The government has cracked down on the import of diamonds in various forms as well as coloured gemstones. Articles of jewellery and precious metals as well as goldsmith or silversmith wares, which make up a sizeable $3.14 billion worth of imports, have been included in the latest set of restrictions. No customs duty hike has been announced on import of gold, but senior officials have suggested that a decision on the shiny metal might be taken soon.
The decision to tax gold and silver jewellery at a higher duty of 20 per cent has been received well by the industry. “This will help reduce jewellery made outside India and support domestic jewellers,” said Surendra Mehta, national secretary, Indian Bullion and Jewellers Association.
According to industry sources, India’s annual gold jewellery import is about Rs 100 billion.
The government is confident of not being challenged by other nations on the latest policy move. “Under the norms of the World Trade Organization, we have the right to use tariffs as long as they are under the fixed bound rates,” Commerce Secretary Anup Wadhawan said.
Experts echoed this view. “In today’s global trade regime, one has to be careful in imposing tariffs, especially given the spate of protectionism originating from major economies. However, provided the tariff hikes are imposed on a ‘Most Favoured Nation’ principle, that says tariffs have to be levied at the same rate for every nation, they are well within trade rules,” senior trade expert and Jawaharlal Nehru University professor Biswajit Dhar said.
Customs duties on sanitary ware such as bath, shower bath, sinks, wash basin as well as plastics have been raised from 10 per cent to 15 per cent. Another set of daily household items including tableware, kitchenware and other household items of plastics has seen a similar increase. India imported a total of $124 million of these items in 2017-18.
Air Turbine fuel, import of which stood at $180 million in the last financial year, has also been slapped with a 5 per cent tariff as compared to the zero duty earlier. A senior airline executive said this would not have any impact on airfare as Indian carriers hardly import jet fuel.
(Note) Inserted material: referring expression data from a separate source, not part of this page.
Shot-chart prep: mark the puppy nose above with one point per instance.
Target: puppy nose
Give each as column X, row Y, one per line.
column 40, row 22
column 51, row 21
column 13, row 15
The trade deficit, which is the biggest part of the CAD, reduced to $17.4 billion in August, lower than the $ 18.2 billion seen in July. In the two months of July and August, the trade deficit has risen to $35.6 billion after it stood at almost $45 billion in the first quarter of the current financial year. As such, CAD will definitely come under pressure now, with economists forecasting a sustained rise in crude prices globally.